Но интерес заключался не только в том, что это была рукопись, среди книг они изредка попадались. Когда я стал вчитываться, продираясь сквозь чужой почерк, оказалось, что в круге моей лампы — трактат, где выводится и обосновывается формула любви. Причём любви вечной.

В европейской традиции трактаты о сущности любви не редкость — от «Пира» Платона и «Жизни обновлённой» Данте, где впервые подан пример, как рассуждать диссертационным языком о столь трепетной материи, и до трактатов Стендаля и Ролана Барта. Я листал в своё время и «Уроки некоторых аспектов любви» гуманиста Бенедетто Варки, забавные контрацепции против любви в «Деифире» Леон-Баттисты Альберти, «Любовную философию» Франческо Патрици, профессиональные наставления по практике флирта знаменитых куртизанок Туллии д’Арагона и Нинон де Ланкло, «Азоланские беседы» венецианца Пьетро Бембо и графа Балтасара Кастильоне, который в «Придворном» подверг любовь всестороннему изучению. Заглядывал я в «Диалоги о любви» Леона Еврея, в комментарии Марсилио Фичино к платоновскому «Пиру», и в трактат «О супружеской любви» великого неаполитанца Понтано, инженера сердечных дел. Я уже не думал познать ничего нового в этих вопросах.

Но чем дальше я углублялся в пожелтевшую рукопись, тем больше росло удивление: это совсем не было похоже на помянутые трактаты; автор полностью оригинален в вопросе о свободе и о воле, а также когда говорит о мистической арифметике, о девственности, о мстительной любви.

Передо мной была вещь единственная в своём роде. Я рассказал о ней графу, он махнул рукой: таких рукописей, мол, в архиве его семьи с почти тысячелетней историей — пруд пруди.
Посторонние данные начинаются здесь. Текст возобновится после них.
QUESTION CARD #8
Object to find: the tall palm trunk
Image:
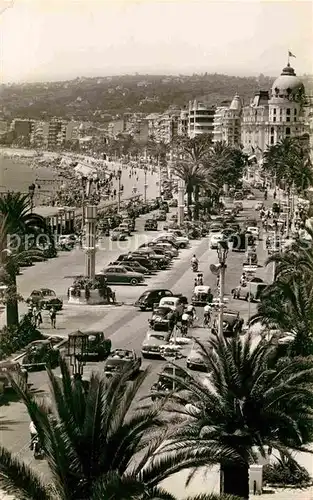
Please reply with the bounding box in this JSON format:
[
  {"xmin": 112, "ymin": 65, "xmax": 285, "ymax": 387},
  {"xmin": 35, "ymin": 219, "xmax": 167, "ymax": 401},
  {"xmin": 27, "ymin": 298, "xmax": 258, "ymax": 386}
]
[
  {"xmin": 194, "ymin": 185, "xmax": 200, "ymax": 220},
  {"xmin": 6, "ymin": 271, "xmax": 19, "ymax": 327},
  {"xmin": 187, "ymin": 184, "xmax": 193, "ymax": 219},
  {"xmin": 220, "ymin": 463, "xmax": 249, "ymax": 499}
]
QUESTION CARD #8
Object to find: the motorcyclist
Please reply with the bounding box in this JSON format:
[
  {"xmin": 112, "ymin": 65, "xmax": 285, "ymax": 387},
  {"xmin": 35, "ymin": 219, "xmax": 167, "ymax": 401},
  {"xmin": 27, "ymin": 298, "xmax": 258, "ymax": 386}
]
[{"xmin": 191, "ymin": 255, "xmax": 199, "ymax": 271}]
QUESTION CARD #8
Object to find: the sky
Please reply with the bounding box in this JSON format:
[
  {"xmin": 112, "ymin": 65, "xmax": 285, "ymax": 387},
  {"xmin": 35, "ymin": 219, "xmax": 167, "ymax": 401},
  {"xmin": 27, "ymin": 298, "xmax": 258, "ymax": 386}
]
[{"xmin": 0, "ymin": 0, "xmax": 312, "ymax": 83}]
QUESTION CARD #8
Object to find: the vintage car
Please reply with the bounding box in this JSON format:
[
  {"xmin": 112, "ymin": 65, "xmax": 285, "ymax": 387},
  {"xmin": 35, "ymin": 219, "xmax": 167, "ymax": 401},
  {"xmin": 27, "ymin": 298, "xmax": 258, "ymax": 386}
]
[
  {"xmin": 111, "ymin": 230, "xmax": 127, "ymax": 241},
  {"xmin": 135, "ymin": 289, "xmax": 173, "ymax": 311},
  {"xmin": 26, "ymin": 288, "xmax": 63, "ymax": 310},
  {"xmin": 141, "ymin": 331, "xmax": 172, "ymax": 358},
  {"xmin": 21, "ymin": 339, "xmax": 60, "ymax": 371},
  {"xmin": 150, "ymin": 364, "xmax": 188, "ymax": 401},
  {"xmin": 212, "ymin": 310, "xmax": 244, "ymax": 337},
  {"xmin": 99, "ymin": 266, "xmax": 144, "ymax": 285},
  {"xmin": 155, "ymin": 210, "xmax": 167, "ymax": 221},
  {"xmin": 186, "ymin": 340, "xmax": 211, "ymax": 371},
  {"xmin": 104, "ymin": 349, "xmax": 141, "ymax": 378},
  {"xmin": 158, "ymin": 296, "xmax": 185, "ymax": 318},
  {"xmin": 148, "ymin": 306, "xmax": 175, "ymax": 332},
  {"xmin": 144, "ymin": 219, "xmax": 158, "ymax": 231},
  {"xmin": 232, "ymin": 279, "xmax": 268, "ymax": 302},
  {"xmin": 70, "ymin": 331, "xmax": 112, "ymax": 362},
  {"xmin": 191, "ymin": 286, "xmax": 213, "ymax": 307},
  {"xmin": 0, "ymin": 361, "xmax": 28, "ymax": 391}
]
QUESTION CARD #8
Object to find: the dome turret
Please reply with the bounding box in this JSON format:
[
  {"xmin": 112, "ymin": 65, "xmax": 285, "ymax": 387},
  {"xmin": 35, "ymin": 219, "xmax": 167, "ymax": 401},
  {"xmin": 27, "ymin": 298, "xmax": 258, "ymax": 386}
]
[
  {"xmin": 229, "ymin": 93, "xmax": 242, "ymax": 112},
  {"xmin": 271, "ymin": 63, "xmax": 304, "ymax": 100}
]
Понятное дело, надо было как-то скопировать рукопись, чтобы не обречь её вечному забвению. Но однажды я уже спрашивал у графа разрешения вынести из библиотеки один редкий мемуар начала XIX века о гибели Мадам де Ламбаль на пиках якобинцев, чтобы отксерить, и мне было мягко отказано. Поэтому оставалось переписать текст от руки, — помню, я просидел над страницами манускрипта всю ночь часов семь подряд (я работал в библиотеке когда мне было удобно, обычно по ночам, мне вверили ключ от этой части дома).

…Почерк манускрипта был красивый, быстрый, но разборчивый и без барочных орнаментальных загогулин, — почерк, производящий впечатление деловитости. Цвет чернил коричневый (конечно, это порыжел чёрный).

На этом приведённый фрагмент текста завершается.